The student's question relates to calculating the NPV of an investment using a discount rate(8%) to find the present value of future returns and subtracting the initial cost. The annual returns are discounted for each of the 8 years then summed up and the initial investment is subtracted to find the NPV.

Step-by-step explanation:

The student is asking how to calculate the net present value (NPV) of an investment with an initial cost of $65,000, an 8% cost of capital, and an annual return of $16,000 over 8 years.

To calculate NPV, you must discount each annual cash flow back to its present value and then subtract the initial investment. The formula to calculate the present value (PV) of each return is:

PV = Return / (1 + r)^n

Where r is the cost of capital (0.08) and n is the year number for which you're calculating the return.
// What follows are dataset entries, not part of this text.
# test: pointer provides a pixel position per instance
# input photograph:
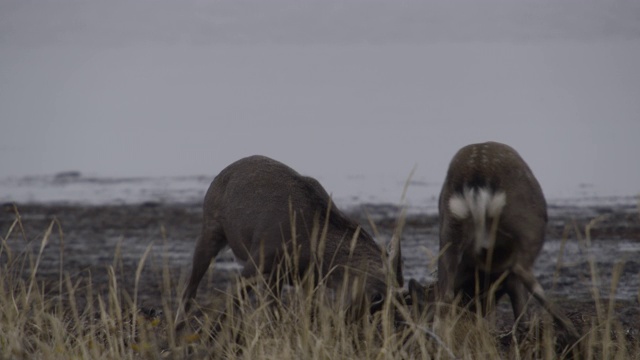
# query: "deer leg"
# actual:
(211, 241)
(519, 296)
(532, 284)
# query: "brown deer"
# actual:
(264, 211)
(493, 217)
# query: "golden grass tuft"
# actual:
(81, 323)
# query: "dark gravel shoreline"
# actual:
(95, 238)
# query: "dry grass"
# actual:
(79, 322)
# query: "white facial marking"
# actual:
(480, 204)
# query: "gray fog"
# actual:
(355, 93)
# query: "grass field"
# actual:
(69, 317)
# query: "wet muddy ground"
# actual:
(587, 250)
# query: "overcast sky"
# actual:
(355, 93)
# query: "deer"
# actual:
(493, 218)
(265, 211)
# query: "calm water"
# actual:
(356, 94)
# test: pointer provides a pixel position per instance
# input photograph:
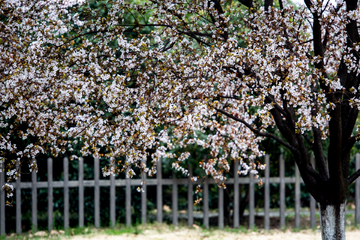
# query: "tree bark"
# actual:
(332, 221)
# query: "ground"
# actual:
(173, 233)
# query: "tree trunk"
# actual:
(332, 221)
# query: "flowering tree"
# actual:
(121, 78)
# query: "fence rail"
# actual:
(159, 182)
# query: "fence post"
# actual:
(112, 198)
(2, 199)
(267, 193)
(221, 207)
(312, 201)
(357, 191)
(18, 201)
(251, 201)
(97, 192)
(128, 200)
(236, 195)
(81, 192)
(34, 200)
(143, 197)
(50, 193)
(297, 197)
(66, 193)
(159, 191)
(190, 199)
(175, 200)
(206, 202)
(282, 192)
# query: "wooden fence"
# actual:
(159, 182)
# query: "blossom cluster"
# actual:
(218, 76)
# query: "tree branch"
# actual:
(257, 132)
(353, 177)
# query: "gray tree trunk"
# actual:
(332, 220)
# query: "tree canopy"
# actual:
(132, 80)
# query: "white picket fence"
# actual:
(159, 182)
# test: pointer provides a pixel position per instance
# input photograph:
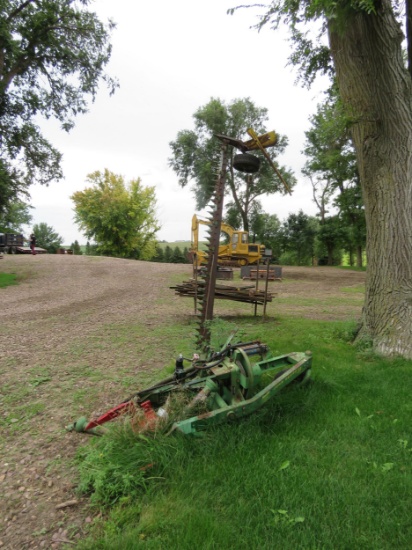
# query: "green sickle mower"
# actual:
(226, 386)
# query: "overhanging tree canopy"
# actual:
(365, 50)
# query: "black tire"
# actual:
(247, 163)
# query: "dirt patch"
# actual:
(56, 327)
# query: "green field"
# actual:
(325, 466)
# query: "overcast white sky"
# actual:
(170, 59)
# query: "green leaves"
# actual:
(196, 155)
(53, 54)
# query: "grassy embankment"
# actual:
(325, 466)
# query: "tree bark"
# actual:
(376, 89)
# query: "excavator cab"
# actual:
(237, 251)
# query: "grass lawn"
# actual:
(324, 466)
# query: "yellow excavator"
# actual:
(237, 252)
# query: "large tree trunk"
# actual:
(376, 88)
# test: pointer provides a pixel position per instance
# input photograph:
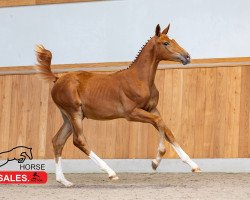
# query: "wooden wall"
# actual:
(207, 107)
(9, 3)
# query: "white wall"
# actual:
(115, 30)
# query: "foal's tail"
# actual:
(44, 57)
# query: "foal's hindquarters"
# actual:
(66, 97)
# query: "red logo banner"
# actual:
(23, 177)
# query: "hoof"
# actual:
(196, 170)
(114, 178)
(65, 183)
(154, 164)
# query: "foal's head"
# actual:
(169, 49)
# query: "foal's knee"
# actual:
(81, 143)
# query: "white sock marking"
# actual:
(184, 157)
(59, 174)
(101, 164)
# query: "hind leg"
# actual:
(59, 141)
(80, 141)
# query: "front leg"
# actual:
(140, 115)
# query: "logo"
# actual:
(22, 152)
(23, 177)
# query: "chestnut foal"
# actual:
(129, 94)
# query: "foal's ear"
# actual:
(158, 30)
(165, 31)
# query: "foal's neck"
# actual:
(146, 63)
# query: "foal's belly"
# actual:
(102, 112)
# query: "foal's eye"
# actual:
(166, 43)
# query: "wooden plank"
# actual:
(116, 66)
(188, 110)
(8, 3)
(210, 113)
(207, 109)
(231, 144)
(244, 135)
(222, 110)
(200, 106)
(11, 3)
(5, 107)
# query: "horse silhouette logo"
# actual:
(19, 153)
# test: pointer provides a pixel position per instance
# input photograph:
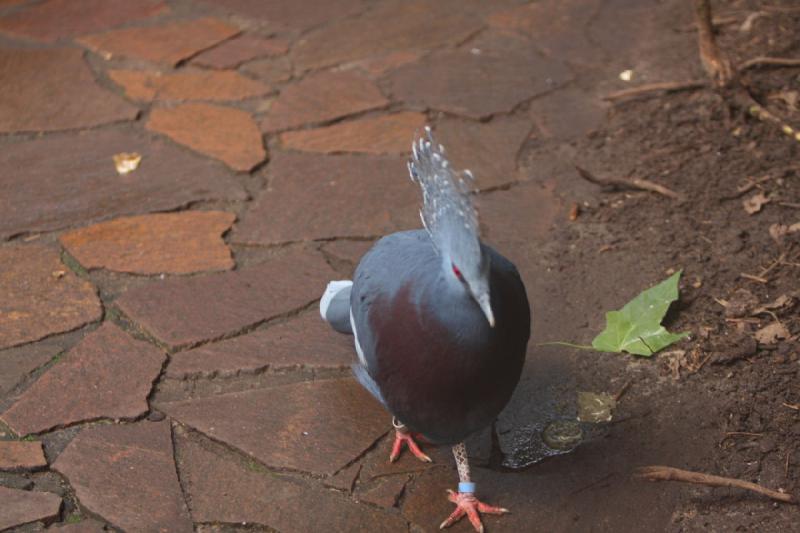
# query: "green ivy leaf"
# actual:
(636, 328)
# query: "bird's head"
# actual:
(451, 220)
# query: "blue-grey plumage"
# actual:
(440, 321)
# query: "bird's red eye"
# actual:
(458, 273)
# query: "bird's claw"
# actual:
(404, 436)
(468, 504)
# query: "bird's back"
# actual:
(438, 365)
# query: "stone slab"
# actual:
(321, 97)
(478, 82)
(271, 70)
(234, 52)
(391, 26)
(67, 98)
(168, 43)
(208, 85)
(175, 243)
(386, 134)
(222, 490)
(288, 15)
(51, 188)
(316, 427)
(488, 149)
(21, 455)
(23, 507)
(321, 197)
(126, 475)
(41, 296)
(224, 133)
(58, 19)
(183, 312)
(303, 342)
(17, 363)
(108, 375)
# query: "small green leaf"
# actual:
(636, 328)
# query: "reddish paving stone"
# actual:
(107, 375)
(225, 133)
(23, 507)
(19, 455)
(56, 19)
(567, 113)
(175, 243)
(41, 296)
(67, 98)
(558, 27)
(182, 312)
(86, 525)
(393, 26)
(51, 188)
(488, 149)
(320, 197)
(477, 85)
(222, 490)
(187, 85)
(233, 53)
(315, 427)
(344, 479)
(387, 134)
(126, 474)
(301, 342)
(385, 492)
(17, 363)
(287, 14)
(377, 66)
(169, 43)
(271, 70)
(321, 97)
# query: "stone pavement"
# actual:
(158, 332)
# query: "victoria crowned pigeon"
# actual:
(441, 323)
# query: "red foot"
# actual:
(468, 504)
(401, 436)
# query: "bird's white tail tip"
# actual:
(333, 288)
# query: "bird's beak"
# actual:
(486, 307)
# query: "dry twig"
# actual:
(633, 183)
(667, 473)
(763, 61)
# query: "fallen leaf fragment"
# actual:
(595, 407)
(771, 333)
(753, 204)
(126, 162)
(636, 328)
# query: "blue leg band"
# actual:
(466, 486)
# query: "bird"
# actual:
(440, 321)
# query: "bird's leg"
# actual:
(465, 500)
(403, 435)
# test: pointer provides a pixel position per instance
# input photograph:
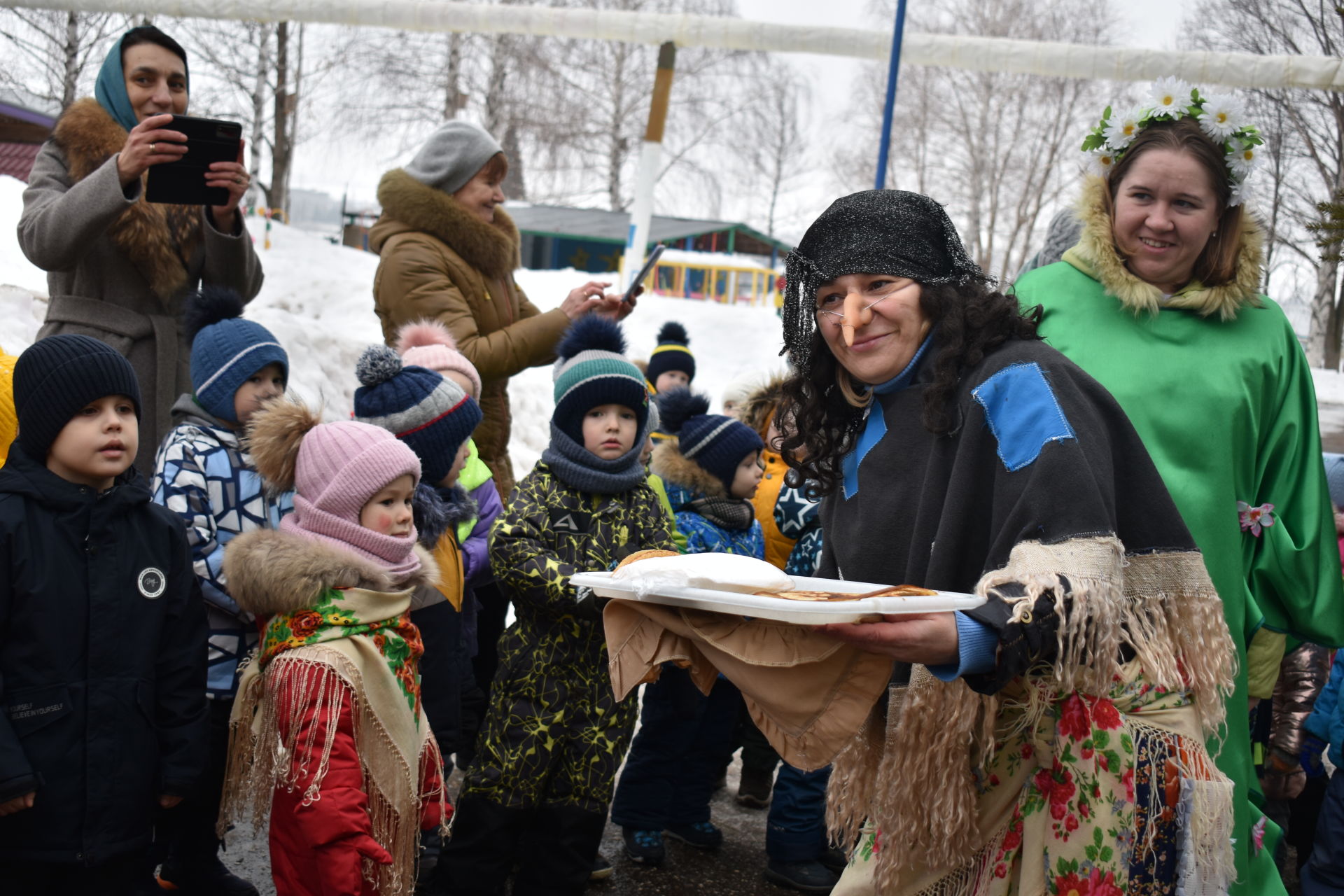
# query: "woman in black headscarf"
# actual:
(1051, 741)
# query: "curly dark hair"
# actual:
(972, 318)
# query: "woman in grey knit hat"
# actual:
(448, 253)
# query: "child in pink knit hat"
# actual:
(328, 732)
(484, 605)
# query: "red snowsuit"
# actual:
(319, 849)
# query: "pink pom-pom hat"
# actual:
(429, 344)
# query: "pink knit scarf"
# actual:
(394, 554)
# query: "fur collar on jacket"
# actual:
(273, 573)
(675, 468)
(760, 407)
(491, 248)
(159, 239)
(1100, 258)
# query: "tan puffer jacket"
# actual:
(441, 262)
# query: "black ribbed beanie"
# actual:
(59, 375)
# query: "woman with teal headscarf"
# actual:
(118, 267)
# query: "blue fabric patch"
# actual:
(1023, 414)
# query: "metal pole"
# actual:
(651, 156)
(889, 108)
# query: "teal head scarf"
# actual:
(111, 88)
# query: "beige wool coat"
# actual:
(120, 267)
(441, 262)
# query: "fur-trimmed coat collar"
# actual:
(1096, 255)
(760, 406)
(491, 248)
(159, 239)
(676, 469)
(273, 573)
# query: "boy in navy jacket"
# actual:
(101, 633)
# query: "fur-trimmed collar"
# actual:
(758, 409)
(491, 248)
(159, 239)
(274, 573)
(675, 468)
(1096, 255)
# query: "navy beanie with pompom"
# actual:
(672, 352)
(225, 348)
(421, 407)
(715, 442)
(593, 371)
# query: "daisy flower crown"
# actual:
(1221, 117)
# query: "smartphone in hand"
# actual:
(183, 182)
(644, 272)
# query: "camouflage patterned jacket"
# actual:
(554, 731)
For this example, the calculation for each year's PV is as follows:

  1. PV year 1: $16,000 / (1 + 0.08)^1
  2. PV year 2: $16,000 / (1 + 0.08)^2
  3. PV year 8: $16,000 / (1 + 0.08)^8

After finding the PV for each year, sum these values to get the total present value of returns. Finally, subtract the initial investment from the total PV to find the NPV. The answer would be rounded to the nearest whole number. Calculations for each year are not provided here but would follow the same method.